Unfortunately for Santander’s executive chair Ana Patricia Botín, focus is in fashion rather than reach. Nor does the bank have a flawless record of achieving its targets. A more recent embarrassment was a messy dispute with would-be chief executive Andrea Orcel. This has triggered a settlement reportedly worth € 51mn to the banker, who now runs UniCredit.
Shares have serially underperformed the eurozone’s debilitated banking sector, falling 18 per cent over 10 years. Recent efforts to clear the air, including asset tidy-ups and share buybacks, have done little to close the gap. Though Santander is hitting its 12 per cent target for core equity tier one capital, which is well below key peers.
Santander’s commitment to the US market looks increasingly contrarian as other European lenders beat a retreat. Santander has reinforced its position by buying out minority shareholders in its motor finance lending business Santander Consumer. Booming used-car sales helped push reported ROTE to 25 per cent in the US.

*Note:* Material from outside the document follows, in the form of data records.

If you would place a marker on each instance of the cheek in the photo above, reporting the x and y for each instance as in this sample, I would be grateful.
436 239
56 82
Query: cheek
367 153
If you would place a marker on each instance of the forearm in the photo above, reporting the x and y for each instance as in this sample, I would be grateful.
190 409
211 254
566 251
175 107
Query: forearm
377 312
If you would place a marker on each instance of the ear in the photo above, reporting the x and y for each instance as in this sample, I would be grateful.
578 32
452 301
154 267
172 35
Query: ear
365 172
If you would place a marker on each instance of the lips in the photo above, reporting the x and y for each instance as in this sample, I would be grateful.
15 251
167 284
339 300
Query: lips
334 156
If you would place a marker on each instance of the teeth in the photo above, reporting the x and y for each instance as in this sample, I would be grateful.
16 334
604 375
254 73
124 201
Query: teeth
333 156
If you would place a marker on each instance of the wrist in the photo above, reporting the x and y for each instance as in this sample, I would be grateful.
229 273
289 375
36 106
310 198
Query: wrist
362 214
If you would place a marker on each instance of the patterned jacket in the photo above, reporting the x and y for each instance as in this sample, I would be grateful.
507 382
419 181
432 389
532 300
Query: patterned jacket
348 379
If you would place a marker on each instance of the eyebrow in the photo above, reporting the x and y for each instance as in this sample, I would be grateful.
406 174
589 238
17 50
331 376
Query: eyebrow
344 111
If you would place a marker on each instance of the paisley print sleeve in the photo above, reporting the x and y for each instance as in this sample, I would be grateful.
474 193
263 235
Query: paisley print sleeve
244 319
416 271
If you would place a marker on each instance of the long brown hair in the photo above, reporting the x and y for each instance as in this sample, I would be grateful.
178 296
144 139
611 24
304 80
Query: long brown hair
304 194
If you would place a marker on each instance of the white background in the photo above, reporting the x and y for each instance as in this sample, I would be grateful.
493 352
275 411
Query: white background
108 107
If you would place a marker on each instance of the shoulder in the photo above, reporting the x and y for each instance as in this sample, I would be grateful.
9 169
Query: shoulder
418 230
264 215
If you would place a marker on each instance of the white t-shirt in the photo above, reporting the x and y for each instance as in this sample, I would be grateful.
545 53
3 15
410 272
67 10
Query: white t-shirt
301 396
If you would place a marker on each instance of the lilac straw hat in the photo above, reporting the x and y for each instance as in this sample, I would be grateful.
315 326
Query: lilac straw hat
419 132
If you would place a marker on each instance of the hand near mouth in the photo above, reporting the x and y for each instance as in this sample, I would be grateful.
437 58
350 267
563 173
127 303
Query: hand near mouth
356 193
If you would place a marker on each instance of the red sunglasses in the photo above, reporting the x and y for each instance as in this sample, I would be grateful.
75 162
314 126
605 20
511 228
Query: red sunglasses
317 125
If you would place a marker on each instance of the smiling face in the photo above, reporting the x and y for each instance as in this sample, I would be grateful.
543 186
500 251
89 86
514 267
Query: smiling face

Santander plans to combine the unit with the rest of its US retail business. Critics say this will mask the underperformance in the latter, where fee revenues lag behind US peers.
The retail division of Banamex could create a further smokescreen. Citigroup plans to sell this at a mooted price of about $ 6.5bn. Santander, which bought in minorities of its own Mexican subsidiary last year, is a potential bidder. The takeover would cost Santander 140bp of capital, Berenberg thinks. An equity raise might be necessary.
That would go down badly with shareholders, who would prefer buybacks. A blunt rule applies to diversified businesses: they have to demonstrate that their components are worth more together than apart. It is a small mercy for Santander that European banks, as quasi-public utilities, are relatively safe from officers baying for break-ups.